SUNBURY – The state Supreme Court has been asked to accept the appeal of a Northumberland County man who is trying to clear himself of a 1986 murder.
According to PennLive, Scott Schaeffer wants the court to interpret what the Legislature intended when in 2018 it amended the Post-Conviction Relief Act to include those like him who have completed their sentences.
The amendment permits DNA testing when there is reasonable possibility it would produce exculpatory evidence but did not change the time period in which to seek it.
The Supreme Court has never addressed the time issue related to the amended law, Schaeffer’s attorney Joel Wiest points out.
It makes no sense for the Legislature without overriding the timeliness requirement to allow those who have completed their sentences to seek DNA testing, he argues.
Otherwise, requests by those who have completed their sentences would be denied as untimely, he wrote.
Schaeffer is appealing an October Superior Court ruling that denied as untimely a request for DNA testing of certain evidence in the Rickey Wolfe murder case.
The ruling affirmed the decision by specially assigned Lycoming County Senior Judge Dudley N. Anderson who also found Schaeffer failed to make a prima facie showing the requested DNA testing would establish actual innocence.
Deputy Attorney General Christopher J. Schmidt opposed the testing saying Schaeffer could have requested DNA testing before entering his no-contest plea in 2004 but did not do so until 2018.
Schaeffer, of the Sunbury area, was found guilty in the murder of Wolfe, 30, of Mifflinburg, whose body was found Dec. 12, 1986, face down in a pool of blood near his car at a state Fish Commission boat ramp along the Susquehanna River north of Montandon. He was one of five men charged (two were acquitted) with beating Wolfe.
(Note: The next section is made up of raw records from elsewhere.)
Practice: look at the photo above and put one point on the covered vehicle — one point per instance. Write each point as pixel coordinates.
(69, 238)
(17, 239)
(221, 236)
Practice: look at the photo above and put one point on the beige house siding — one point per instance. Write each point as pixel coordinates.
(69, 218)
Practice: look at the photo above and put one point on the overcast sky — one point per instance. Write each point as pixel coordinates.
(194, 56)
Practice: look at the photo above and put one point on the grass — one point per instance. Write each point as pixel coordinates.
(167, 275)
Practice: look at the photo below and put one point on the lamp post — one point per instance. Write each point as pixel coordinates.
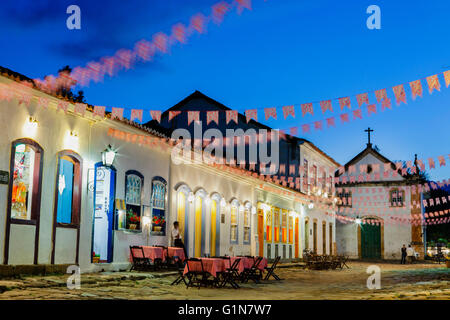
(108, 156)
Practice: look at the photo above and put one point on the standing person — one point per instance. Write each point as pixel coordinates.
(410, 254)
(176, 238)
(403, 255)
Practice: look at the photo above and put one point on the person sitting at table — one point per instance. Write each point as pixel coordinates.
(176, 238)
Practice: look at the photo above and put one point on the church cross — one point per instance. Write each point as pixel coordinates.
(368, 130)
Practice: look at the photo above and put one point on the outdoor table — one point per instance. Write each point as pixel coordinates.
(211, 265)
(152, 253)
(176, 251)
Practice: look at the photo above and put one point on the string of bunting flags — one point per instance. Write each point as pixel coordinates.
(143, 50)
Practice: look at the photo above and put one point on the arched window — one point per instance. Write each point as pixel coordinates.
(234, 221)
(158, 201)
(134, 183)
(26, 178)
(68, 188)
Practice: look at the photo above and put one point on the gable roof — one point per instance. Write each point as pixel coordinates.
(362, 154)
(199, 95)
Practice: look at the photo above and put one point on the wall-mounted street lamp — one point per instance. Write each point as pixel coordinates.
(108, 156)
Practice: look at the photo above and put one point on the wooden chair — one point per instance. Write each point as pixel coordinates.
(139, 261)
(231, 274)
(197, 278)
(253, 272)
(271, 270)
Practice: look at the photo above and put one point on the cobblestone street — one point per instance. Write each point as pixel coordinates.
(418, 281)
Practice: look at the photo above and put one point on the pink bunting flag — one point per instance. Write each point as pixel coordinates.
(219, 10)
(231, 115)
(99, 111)
(288, 110)
(331, 122)
(173, 114)
(305, 128)
(243, 4)
(400, 95)
(293, 131)
(43, 102)
(80, 108)
(326, 105)
(386, 103)
(156, 115)
(344, 102)
(161, 41)
(136, 114)
(212, 116)
(198, 23)
(62, 105)
(307, 108)
(447, 78)
(179, 32)
(362, 98)
(251, 114)
(416, 88)
(357, 114)
(380, 94)
(193, 116)
(117, 113)
(270, 112)
(318, 125)
(433, 83)
(344, 117)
The prosecution’s theory was Wolfe was kidnapped and beaten to death because he owed a drug debt.
Schaeffer’s 1991 conviction on first-degree murder and other charges and that of William Lloyd Hendricks III were vacated after co-defendant Robert Eugene Hummel said he had testified falsely under pressure from state police. In 2004, they pleaded no contest to conspiracy to commit third-degree murder and conspiracy to commit kidnapping. THEY were re-sentenced to 10 to 20 years in prison followed by 10 years’ probation. Although Schaeffer had served the minimum, he remained in jail two more years for a total of 17 before being paroled.
Adding to the intrigue in the case was testimony in a 2002 court proceeding by the lead investigator, state police Cpl. Richard Bramhall, that he believed the actual murderer was a man named Roy Herrold.
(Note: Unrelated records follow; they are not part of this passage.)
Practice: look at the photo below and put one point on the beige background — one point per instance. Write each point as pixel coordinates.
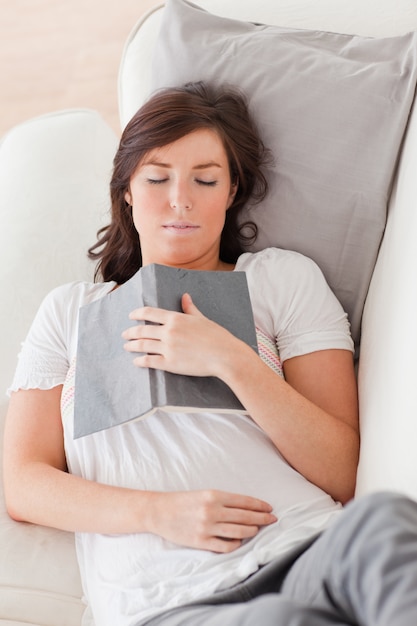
(58, 54)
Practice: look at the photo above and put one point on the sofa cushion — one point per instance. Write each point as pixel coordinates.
(333, 108)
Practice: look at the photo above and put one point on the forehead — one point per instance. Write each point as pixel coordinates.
(200, 145)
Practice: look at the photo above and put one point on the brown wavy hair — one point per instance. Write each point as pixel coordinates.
(167, 116)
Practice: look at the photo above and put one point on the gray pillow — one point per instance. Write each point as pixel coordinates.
(333, 109)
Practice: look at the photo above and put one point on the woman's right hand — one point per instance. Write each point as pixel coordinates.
(209, 520)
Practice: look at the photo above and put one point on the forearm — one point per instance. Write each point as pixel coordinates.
(41, 494)
(321, 446)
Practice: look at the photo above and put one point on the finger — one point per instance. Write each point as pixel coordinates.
(188, 305)
(142, 331)
(247, 518)
(223, 546)
(236, 531)
(249, 503)
(146, 346)
(150, 314)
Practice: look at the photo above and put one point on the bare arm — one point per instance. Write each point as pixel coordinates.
(39, 489)
(312, 417)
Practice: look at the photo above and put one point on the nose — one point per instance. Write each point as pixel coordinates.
(180, 198)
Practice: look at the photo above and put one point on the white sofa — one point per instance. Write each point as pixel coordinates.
(54, 172)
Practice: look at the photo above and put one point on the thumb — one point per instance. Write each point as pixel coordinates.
(188, 305)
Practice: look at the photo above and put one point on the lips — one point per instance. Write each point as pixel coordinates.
(181, 227)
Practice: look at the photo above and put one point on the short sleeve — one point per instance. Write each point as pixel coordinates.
(51, 343)
(293, 303)
(43, 359)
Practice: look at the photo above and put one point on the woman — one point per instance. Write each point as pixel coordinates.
(181, 509)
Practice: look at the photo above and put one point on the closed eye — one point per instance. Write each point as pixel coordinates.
(156, 181)
(207, 183)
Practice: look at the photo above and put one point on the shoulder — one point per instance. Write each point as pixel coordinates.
(60, 307)
(285, 266)
(76, 294)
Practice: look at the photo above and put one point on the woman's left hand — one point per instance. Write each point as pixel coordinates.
(183, 343)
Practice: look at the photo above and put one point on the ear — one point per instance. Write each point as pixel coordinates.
(233, 191)
(128, 197)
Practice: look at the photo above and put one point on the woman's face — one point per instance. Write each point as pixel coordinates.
(179, 195)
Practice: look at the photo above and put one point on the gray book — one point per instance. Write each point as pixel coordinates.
(110, 390)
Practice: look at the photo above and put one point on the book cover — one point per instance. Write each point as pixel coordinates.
(110, 390)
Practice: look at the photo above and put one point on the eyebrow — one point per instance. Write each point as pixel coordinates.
(200, 166)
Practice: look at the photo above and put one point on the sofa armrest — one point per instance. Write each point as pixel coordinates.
(54, 195)
(387, 369)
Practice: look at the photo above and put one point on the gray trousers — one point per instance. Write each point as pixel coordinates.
(362, 571)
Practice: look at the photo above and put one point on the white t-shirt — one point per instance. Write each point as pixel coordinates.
(128, 578)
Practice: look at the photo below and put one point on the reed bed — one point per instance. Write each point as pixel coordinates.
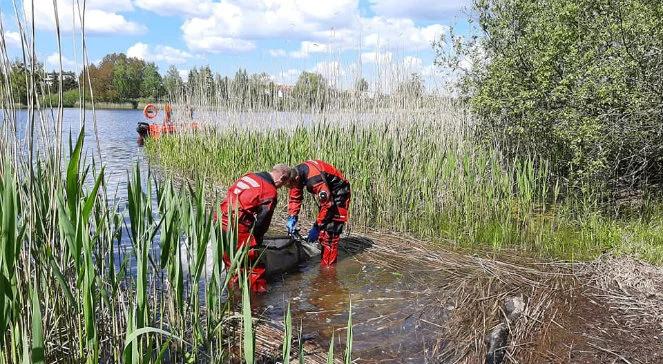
(419, 171)
(90, 277)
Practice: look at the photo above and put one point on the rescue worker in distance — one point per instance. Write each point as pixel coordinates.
(253, 197)
(332, 192)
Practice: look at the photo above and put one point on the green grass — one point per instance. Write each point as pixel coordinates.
(423, 176)
(62, 295)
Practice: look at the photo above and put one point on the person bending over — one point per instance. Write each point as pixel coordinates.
(331, 190)
(253, 197)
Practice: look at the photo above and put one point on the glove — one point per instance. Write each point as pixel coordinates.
(314, 233)
(291, 224)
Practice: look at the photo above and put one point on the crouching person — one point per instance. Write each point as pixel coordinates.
(331, 190)
(253, 198)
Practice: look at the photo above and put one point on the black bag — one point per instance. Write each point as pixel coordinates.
(284, 254)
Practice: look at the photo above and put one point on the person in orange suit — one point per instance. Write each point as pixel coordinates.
(332, 192)
(253, 197)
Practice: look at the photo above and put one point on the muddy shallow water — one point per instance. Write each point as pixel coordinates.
(392, 314)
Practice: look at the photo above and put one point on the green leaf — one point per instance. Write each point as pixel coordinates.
(89, 202)
(148, 330)
(247, 323)
(37, 330)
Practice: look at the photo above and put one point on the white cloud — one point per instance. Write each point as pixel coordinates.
(235, 24)
(399, 33)
(53, 61)
(376, 57)
(159, 53)
(106, 5)
(176, 7)
(308, 47)
(287, 77)
(418, 9)
(277, 52)
(411, 62)
(13, 39)
(101, 16)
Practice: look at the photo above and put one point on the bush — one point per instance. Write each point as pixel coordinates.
(579, 82)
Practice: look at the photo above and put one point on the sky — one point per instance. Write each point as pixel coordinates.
(342, 39)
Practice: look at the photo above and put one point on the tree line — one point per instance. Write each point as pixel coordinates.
(118, 78)
(577, 82)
Bramhall never disclosed his reasons and is now deceased. So is Herrold.
Wiest claims if the Supreme Court accepts the appeal and allows the DNA testing it could help solve Wolfe’s murder and the disappearance and presumed killing of Barbara Miller.
The latter is in reference to evidence uncovered by former Sunbury Police Chief Tim Miller that indicated Barbara Miller was kidnapped and murdered because she had knowledge of a former boyfriend’s involvement in Wolfe’s homicide.
Miller, 30, of Sunbury, who is not related to the former chief, disappeared July 1, 1989, after returning from as wedding. She never made it to a bar in Mifflinburg where she was to meet friends.
A judge on Oct. 10, 2002, declared her dead; it’s classified as a homicide.
At Chief Miller’s request, county Judge Charles Saylor referred her case to the attorney general’s office for investigation.